China und Russland hätten mit ihrer Stimmenthaltung lediglich ein Regime geopfert, zu dem sie ohnehin nur minimale Beziehungen unterhalten hätten. "Wenn es um wichtige Beziehungen geht, beharren sie auf ihren Standpunkten", versicherte der Experte, der zudem das 'Middle East Research and Information Project' (MERIP) leitet. Er räumte allerdings ein, dass die USA keinen Deut besser seien und den Sicherheitsrat ebenso benutzten.

James A. Paul, geschäftsführender Direktor des New Yorker 'Global Policy Forum', sieht im UN-Sicherheitsrat trotz seiner fünf ständigen und zehn nicht ständigen Mitglieder vor allem ein politisches Gremium, das von den P-3-Staaten despotisch geführt wird.

Dem Politikexperten zufolge können die P-3 in der Regel auf die Unterstützung von mindestens sechs der nichtständigen Mitglieder zählen. Somit verfügten sie über einen Entscheidungsblock, der fast jede Resolution mittragen könne. Durch Druck und Deals gelinge es den P-3 oft, alle Ratsmitglieder einschließlich China und Russland hinter sich zu sammeln.


Dominanz von zunehmend bedeutungslos werdenden Staaten

"Die P-3-Dominanz ist eine Abnormität, wenn man bedenkt, dass der weltweite Einfluss dieser Staaten kontinuierlich schwindet", meinte Paul. "Dennoch treten sie im UN-Sicherheitsrat wie Hegemonialmächte auf."

Stephen Zunes, Professor für Politik und internationale Studien an der Universität von San Francisco, wirft allen ständigen Mitgliedern vor, den UN-Sicherheitsrat zu manipulieren.

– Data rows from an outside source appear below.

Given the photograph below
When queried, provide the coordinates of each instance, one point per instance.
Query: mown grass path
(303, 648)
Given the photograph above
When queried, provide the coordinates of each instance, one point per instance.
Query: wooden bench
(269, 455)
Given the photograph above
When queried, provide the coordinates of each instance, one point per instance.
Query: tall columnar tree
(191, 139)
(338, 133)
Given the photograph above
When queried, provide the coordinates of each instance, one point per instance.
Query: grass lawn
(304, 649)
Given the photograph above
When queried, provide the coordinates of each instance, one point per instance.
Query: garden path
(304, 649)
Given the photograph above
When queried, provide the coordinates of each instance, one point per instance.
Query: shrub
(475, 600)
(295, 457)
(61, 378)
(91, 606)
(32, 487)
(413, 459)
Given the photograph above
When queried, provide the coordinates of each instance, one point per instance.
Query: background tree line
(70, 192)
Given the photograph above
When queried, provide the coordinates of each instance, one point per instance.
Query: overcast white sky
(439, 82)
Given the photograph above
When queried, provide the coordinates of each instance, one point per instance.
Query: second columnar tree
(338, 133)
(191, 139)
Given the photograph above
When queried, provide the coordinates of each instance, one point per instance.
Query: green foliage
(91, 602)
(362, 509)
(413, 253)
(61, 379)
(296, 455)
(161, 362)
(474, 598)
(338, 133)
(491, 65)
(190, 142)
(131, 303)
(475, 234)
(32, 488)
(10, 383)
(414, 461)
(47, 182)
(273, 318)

Neu sei nur, dass die großen Fünf inzwischen Resolutionen zuließen, die den Interessen ihrer Verbündeten bisweilen zuwiderliefen. Allerdings sorgten sie dafür, dass sich derartige Resolutionen ausschließlich auf Kapitel sechs (friedliche Beilegung von Streitigkeiten) und nicht auf Kapitel sieben (Maßnahmen bei Bedrohung oder Bruch des Friedens und bei Angriffshandlungen) bezögen.

"Seit Jahrzehnten haben die USA und ihre Verbündeten Resolutionen gegen Indonesien, Marokko oder Israel unterstützt oder sich der Stimme enthalten. Gleichzeitig stellten sie sicher, dass die Resolutionen nie durch Sanktionen oder andere Mechanismen umgesetzt werden konnten, so Zunes.

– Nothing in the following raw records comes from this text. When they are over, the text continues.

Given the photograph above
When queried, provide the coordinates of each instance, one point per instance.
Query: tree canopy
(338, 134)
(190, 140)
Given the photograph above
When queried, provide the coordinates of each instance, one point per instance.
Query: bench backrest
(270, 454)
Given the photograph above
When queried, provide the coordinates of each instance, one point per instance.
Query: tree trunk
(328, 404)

Inzwischen sind die P-5 dazu übergegangen, ihr Veto einzulegen, um eine Abstimmung zu verhindern oder Resolutionen zur Bedeutungslosigkeit zu verwässern, wie Zunes erläutert, der seit langem über den UN-Sicherheitsrat recherchiert.

Ein Beispiel: In den 1970er Jahren hatten die USA vier Resolutionen gegen den Bau israelischer Siedlungen in den Palästinensergebieten blockiert beziehungsweise sich der Stimme enthalten. In der Resolution hieß es, dass der Siedlungsbau illegal sei und Israel alle Siedlungen abreißen müsse. Im Februar jedoch legten die USA gegen eine Resolution ihr Veto ein, die die Illegalität der israelischen Siedlungen erneut betonte und Israel lediglich dazu aufforderte, den Bau weiterer Siedlungen zu verhindern.

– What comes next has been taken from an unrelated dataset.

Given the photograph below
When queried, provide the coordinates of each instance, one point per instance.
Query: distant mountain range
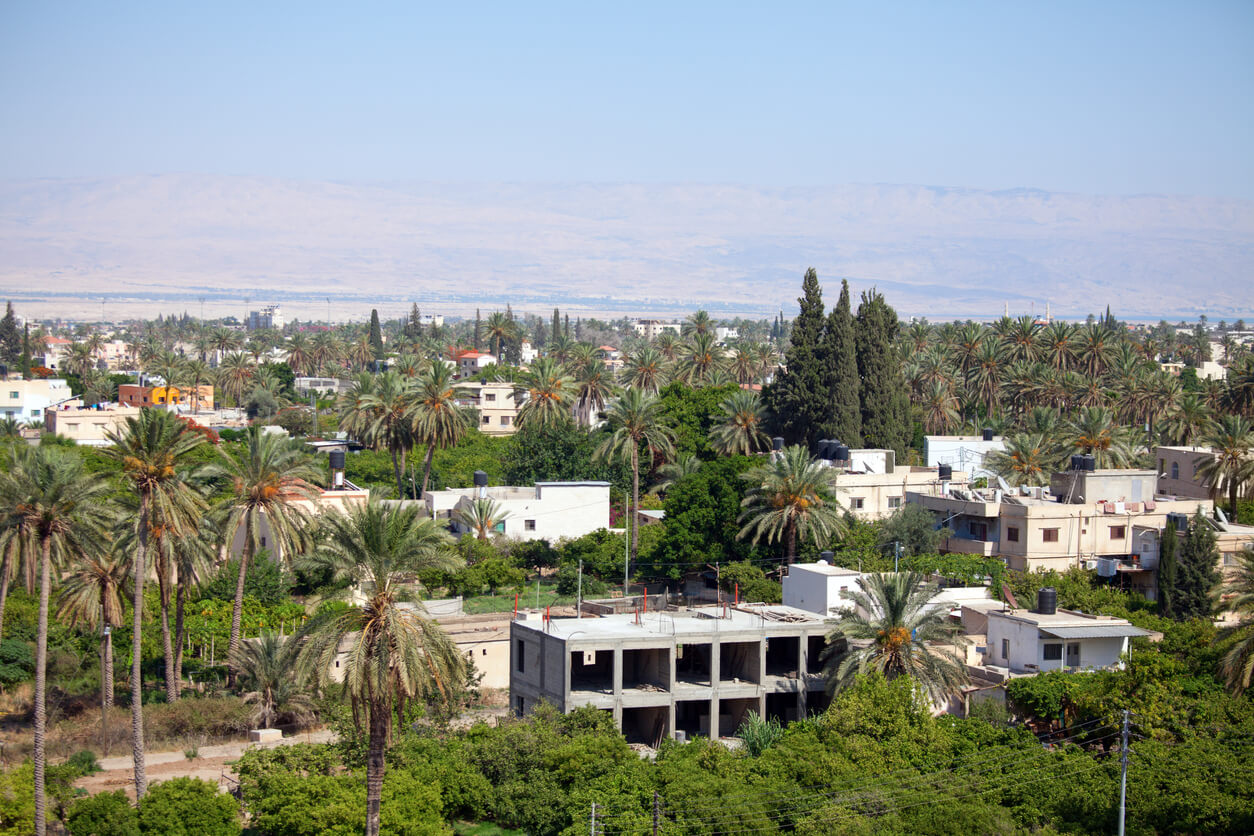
(173, 242)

"Dieser Trend wird sich nach der Ausweitung des Mandats der UN-Sicherheitsratsresolution durch die NATO leider fortsetzen", fürchtet Zunes. Dass die NATO als Luftwaffe der libyschen Rebellen fungiert habe, dürfte seiner Meinung nach China und Russland veranlasst haben, selbst vernünftige Initiativen des UN-Sicherheitsrats zu blockieren.


Neuer Wind durch Schwellenländer

Paul zufolge haben die dieses Jahr in den UN-Sicherheitsrat gewählten Länder Brasilien, Indien und Südafrika einen Geist der Unabhängigkeit in das umstrittene Gremium gebracht. Sie seien nicht bereit gewesen, den P-3 bedingungslos zu folgen, sondern hätten beispielsweise Vermittlungsgespräche vorgeschlagen, wenn die P-3 zu Gewalt gedrängt habe, berichtet Paul. Diese drei Staaten seien stark genug, um dem Druck der P-3 zu widerstehen.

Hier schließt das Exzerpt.